There has always been the thing that cruising yachts were a kind of watered-down version of current racing yachts. The amount of design thought that has gone into cruising yachts was nowhere near what it should have been. The Super-Cruiser design is intended to be a balance of good handling qualities, safety and ability in rough weather and speed. The interesting and special thing about this design is the very good performance which has been achieved over the whole range of cruising requirements.

The final satisfactory result was achieved by combining a wide beam, a flat-bottomed shape amidships with firm bilges, and bow and stern shapes which are different to the shapes adopted nowadays in rather thoughtless imitation of shapes which have been developed to fit the geometry of racing rule.
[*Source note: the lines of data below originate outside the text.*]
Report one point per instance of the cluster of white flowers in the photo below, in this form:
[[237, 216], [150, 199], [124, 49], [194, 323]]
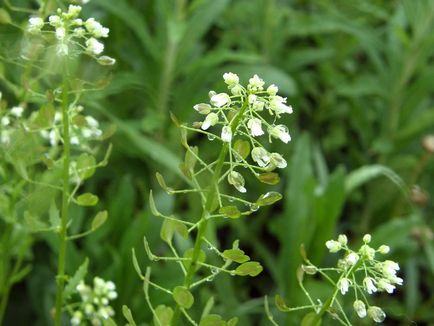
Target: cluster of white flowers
[[95, 302], [8, 120], [82, 128], [71, 32], [253, 100], [378, 276]]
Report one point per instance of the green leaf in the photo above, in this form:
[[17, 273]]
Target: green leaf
[[242, 148], [163, 315], [230, 211], [85, 166], [5, 18], [310, 320], [99, 219], [87, 199], [189, 254], [251, 268], [128, 316], [169, 228], [212, 320], [269, 198], [270, 178], [237, 255], [183, 297], [79, 275]]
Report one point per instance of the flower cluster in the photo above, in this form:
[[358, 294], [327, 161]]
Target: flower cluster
[[72, 34], [240, 116], [8, 120], [375, 275], [82, 128], [95, 302]]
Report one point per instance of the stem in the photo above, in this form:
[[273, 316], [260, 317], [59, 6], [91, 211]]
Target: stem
[[208, 208], [60, 278]]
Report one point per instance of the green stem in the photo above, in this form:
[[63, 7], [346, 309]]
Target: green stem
[[60, 278], [208, 209]]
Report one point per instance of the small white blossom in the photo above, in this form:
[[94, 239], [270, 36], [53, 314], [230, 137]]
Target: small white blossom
[[226, 134], [220, 100], [377, 314], [94, 46], [35, 25], [260, 156], [17, 111], [210, 120], [369, 284], [360, 308], [344, 285], [237, 180], [280, 132], [231, 79], [333, 246], [254, 125]]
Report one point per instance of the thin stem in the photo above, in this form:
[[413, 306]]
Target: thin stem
[[60, 278]]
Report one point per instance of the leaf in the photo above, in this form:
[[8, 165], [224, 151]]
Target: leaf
[[251, 268], [99, 219], [85, 166], [242, 148], [163, 315], [87, 199], [169, 228], [212, 320], [189, 254], [79, 275], [128, 316], [230, 211], [364, 174], [183, 297], [269, 198], [237, 255], [270, 178]]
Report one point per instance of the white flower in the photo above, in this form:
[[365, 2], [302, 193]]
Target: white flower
[[342, 239], [237, 180], [369, 284], [278, 161], [360, 308], [367, 238], [344, 285], [376, 314], [272, 90], [231, 79], [277, 104], [210, 120], [226, 134], [254, 125], [94, 46], [255, 84], [55, 21], [5, 121], [220, 100], [202, 108], [60, 33], [62, 49], [384, 285], [35, 25], [280, 132], [260, 156], [383, 249], [96, 29], [17, 111], [333, 246]]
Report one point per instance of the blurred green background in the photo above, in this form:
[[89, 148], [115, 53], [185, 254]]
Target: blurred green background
[[360, 76]]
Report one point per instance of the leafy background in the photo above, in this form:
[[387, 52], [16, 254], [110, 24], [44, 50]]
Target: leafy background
[[360, 76]]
The bow shape has been chosen principally for its effect on steering. The U-shape reduces weather helm when the Yacht is heeled and makes the boat much easier to steer in a following sea. On top of the veed stern there is a fairly wide spreading out transom in the style of the early American yachts like the schooner 'America'. This stern confers usable deck space and acts as a very good pitch dampening device when the yacht is heeled over.

The net result of the bow, midships, and stern shapes is a boat which imparts tremendous confidence in rough weather. It keeps going fast, it has an easy motion, it is dry, and it is easy to steer. It is also stiff and stable and carries its sail well. It is a boat with which the owner can go on board and find that she is particularly easy to manage in all sailing conditions.
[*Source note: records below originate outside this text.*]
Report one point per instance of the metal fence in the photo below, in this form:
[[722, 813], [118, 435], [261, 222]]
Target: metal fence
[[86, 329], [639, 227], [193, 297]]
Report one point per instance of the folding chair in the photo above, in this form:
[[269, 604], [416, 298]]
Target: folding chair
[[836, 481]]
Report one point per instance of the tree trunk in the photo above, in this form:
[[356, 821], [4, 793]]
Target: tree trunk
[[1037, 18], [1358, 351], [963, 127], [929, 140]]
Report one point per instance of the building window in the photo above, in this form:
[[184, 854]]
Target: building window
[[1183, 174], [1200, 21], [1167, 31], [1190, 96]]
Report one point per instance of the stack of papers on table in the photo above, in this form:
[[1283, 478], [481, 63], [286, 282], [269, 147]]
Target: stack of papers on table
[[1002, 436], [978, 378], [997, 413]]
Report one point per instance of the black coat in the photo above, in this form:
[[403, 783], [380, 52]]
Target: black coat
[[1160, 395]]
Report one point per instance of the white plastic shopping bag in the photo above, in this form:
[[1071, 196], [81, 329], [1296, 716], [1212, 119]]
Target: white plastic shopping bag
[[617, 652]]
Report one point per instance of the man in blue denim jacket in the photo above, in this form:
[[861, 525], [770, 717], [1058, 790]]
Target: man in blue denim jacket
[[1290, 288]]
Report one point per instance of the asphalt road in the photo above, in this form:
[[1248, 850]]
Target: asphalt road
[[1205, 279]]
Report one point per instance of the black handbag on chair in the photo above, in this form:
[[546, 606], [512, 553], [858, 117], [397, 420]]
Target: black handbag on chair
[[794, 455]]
The Columbia 8.3 is a recreational keelboat, built predominantly of fibreglass, with wood trim. It has a masthead sloop rig, a raked stem, a slightly angled transom, an internally mounted spade-type rudder controlled by a tiller and a fixed fin keel. It displaces 7300 lb and carries 3100 lb of ballast.

The boat has a draft of 4.33 ft with the standard keel.

The boat is fitted with a direct drive 30 hp Universal Atomic 4 gasoline engine for docking and manoeuvring. A 13 hp Swedish Volvo Penta geared diesel engine was available as a factory option. The fuel tank holds 20 u.s.gal and the fresh water tank has a capacity of 30 u.s.gal.

The design has sleeping accommodation for four people, with a double "V"-berth in the bow cabin and two straight settee berths in the main cabin. The galley is located on both sides of the companionway ladder and is equipped with a two-burner stove to port and a sink and icebox to starboard. The head is located just aft of the bow cabin on the port side. Cabin headroom is 73 in.

For sailing downwind the design may be equipped with a spinnaker.

The design has a hull speed of 6.18 kn.